Scientists use frogs to battle superbugs
Nuclear scientists using frogs in a battle against superbugs might sound like some kind of 1980s computer game – but it's actually scientific research underway right now.
In search of ways to fight antibiotic-resistant bacteria, Australian scientists are analysing synthetic anti-microbial skin secretions of Australian Green-Eyed and Growling Grass frogs.
These two species were selected because peptides secreted from their skin form a defence to a broad spectrum of bacteria including Staphylococcus (such as the infamous "Golden Staph".)
Commonly known as superbugs, antibiotic-resistant bacteria can pose significant risks to human health. Data on the MyHospitals website shows in Australian hospitals there are around 7,000 Staphylococcus aureus bacteraemia infections alone each year.
The cutting-edge research is underway at the Australian Nuclear Science and Technology Organisation (ANSTO), with scientists using neutrons from Australia's only nuclear reactor.
The project is being led by Professor Frances Separovic from the School of Chemistry at the University of Melbourne, using expertise of ANSTO's Post Doctoral Research Fellow, Dr Anton Le Brun, and Professor Michael James.
"With the increase in antibiotic resistance, peptides (small proteins) that destroy cell membranes are being considered as therapeutics.

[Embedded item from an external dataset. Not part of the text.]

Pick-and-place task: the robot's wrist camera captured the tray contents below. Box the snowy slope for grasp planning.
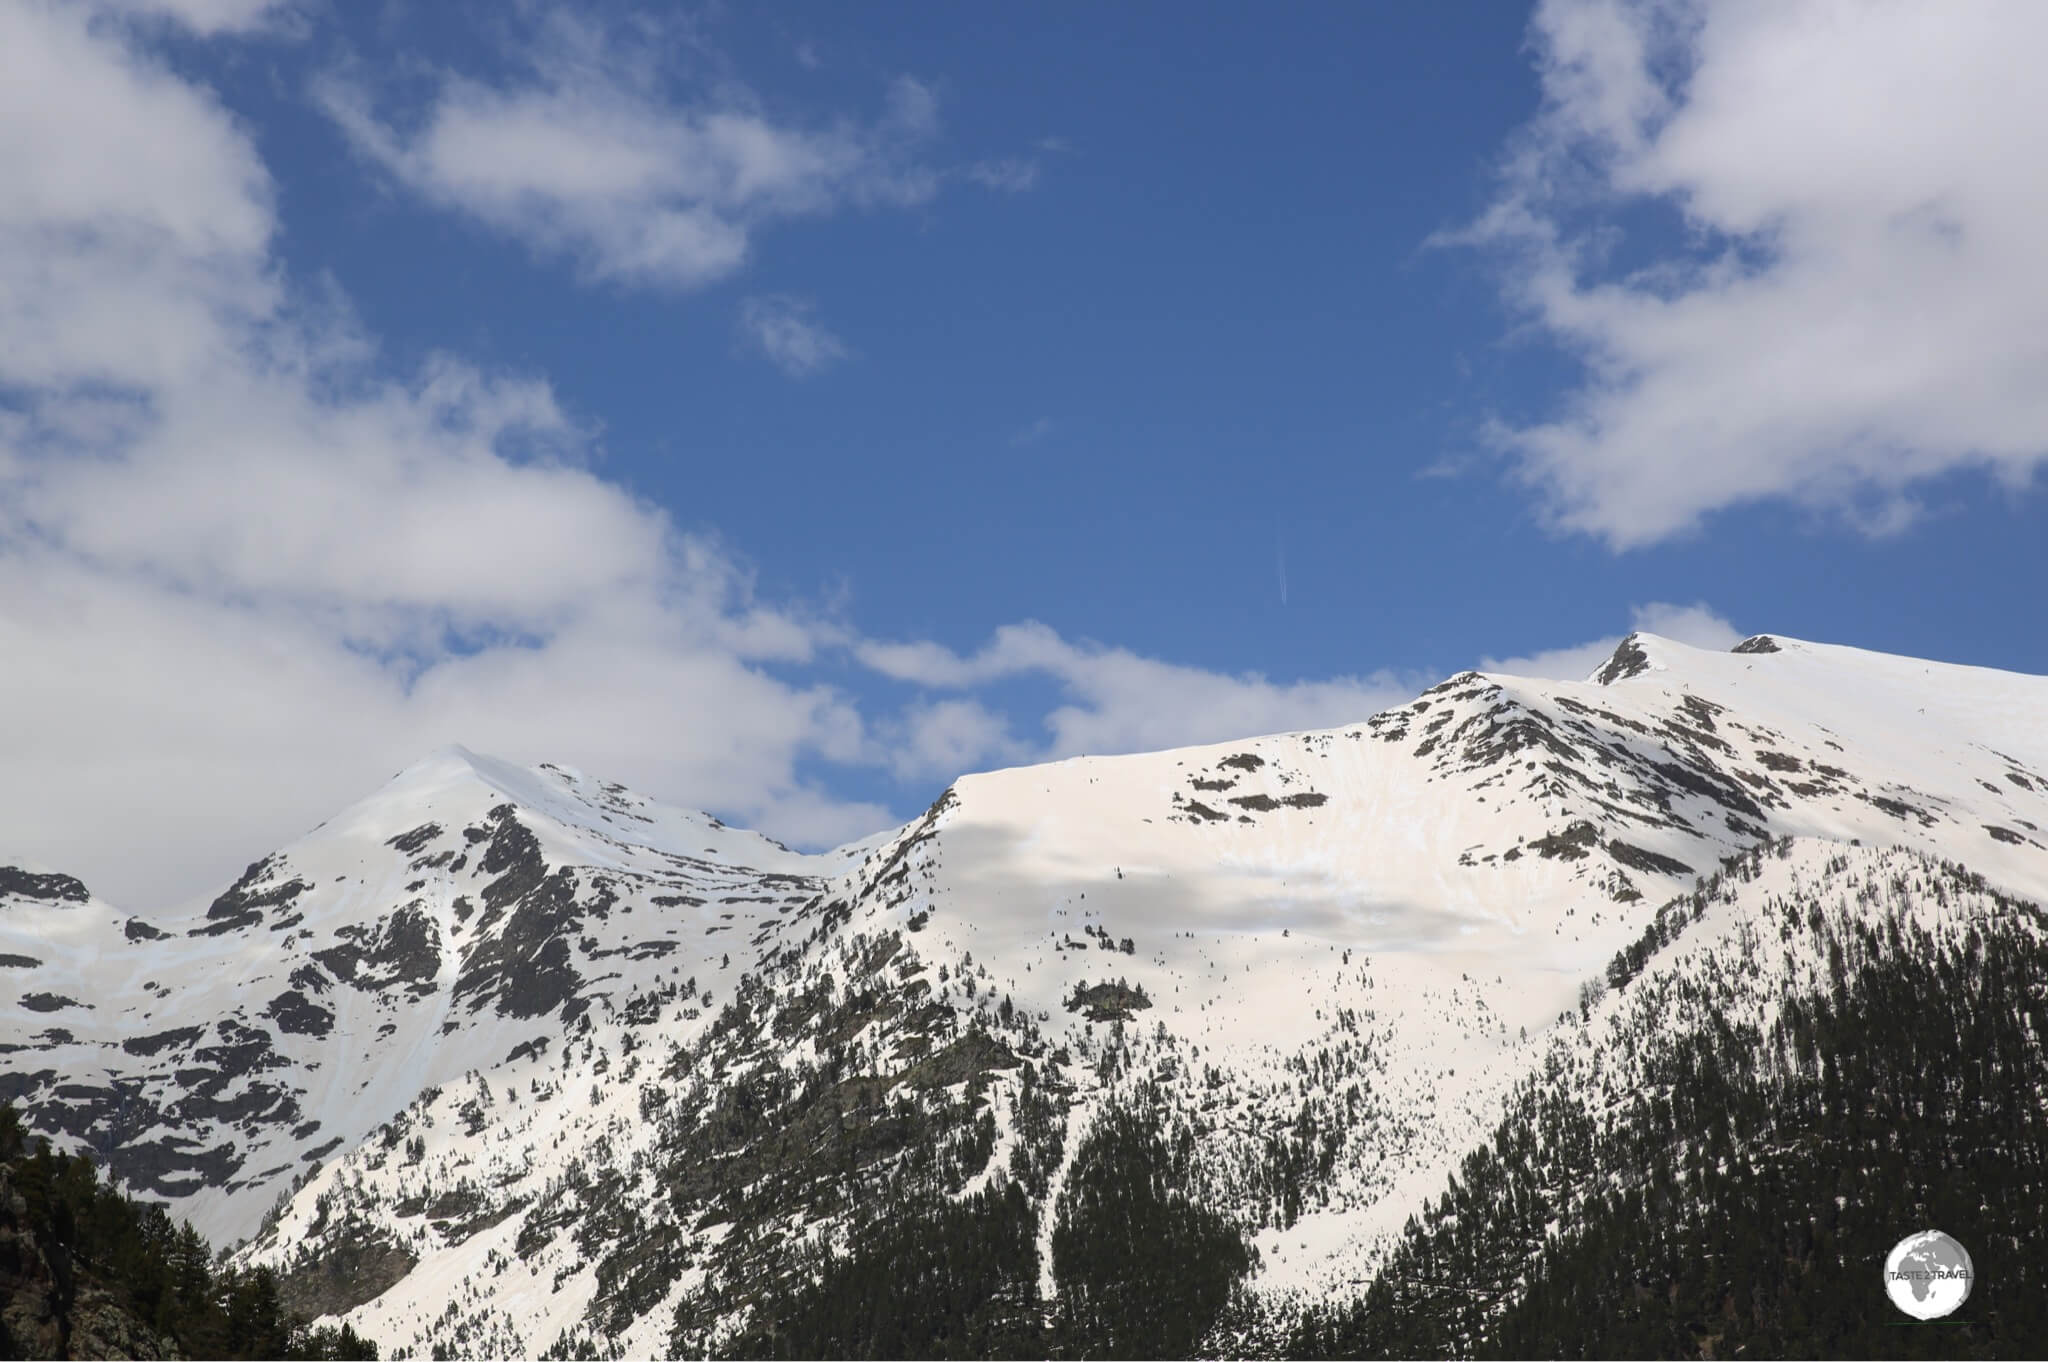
[6,632,2046,1356]
[1,746,855,1245]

However, there is a need for peptides that preferentially destroy bacterial membranes," Professor Separovic said.
"We have characterised several peptides from the skin glands of Australian tree frogs. These peptides are host defence compounds, which have strong antibacterial activity.
"By understanding their 3D structure and mechanism of action at the molecular level, we may be able to increase their antibiotic potency and specificity."
Dr Le Brun explained there are three questions that need to be answered when studying the active ingredients of the secretions or antimicrobial peptides:
"Firstly, we're using facilities at the OPAL reactor to analyse how and why the peptides from the frog skin secretions work, and how they are efficient at killing bacterial cells," Dr Le Brun said.
"And, of course, given that we don't want them to attack healthy human (or frog) cells, we also need to establish whether and how these antimicrobial peptides are selective for bacterial cells.
"The OPAL reactor and neutron reflectometer will help us provide further information to answer those questions, and research possible alternative treatments or cures for superbugs.
"With neutron reflectivity, we can individually detect both the peptide that attacks the cell membrane of bacteria, and the membrane itself – providing a better picture of the process.
"It's this component by component analysis that will help us understand how two different types of frog peptides from two different types of frogs deliver the same outcome: dead bacteria."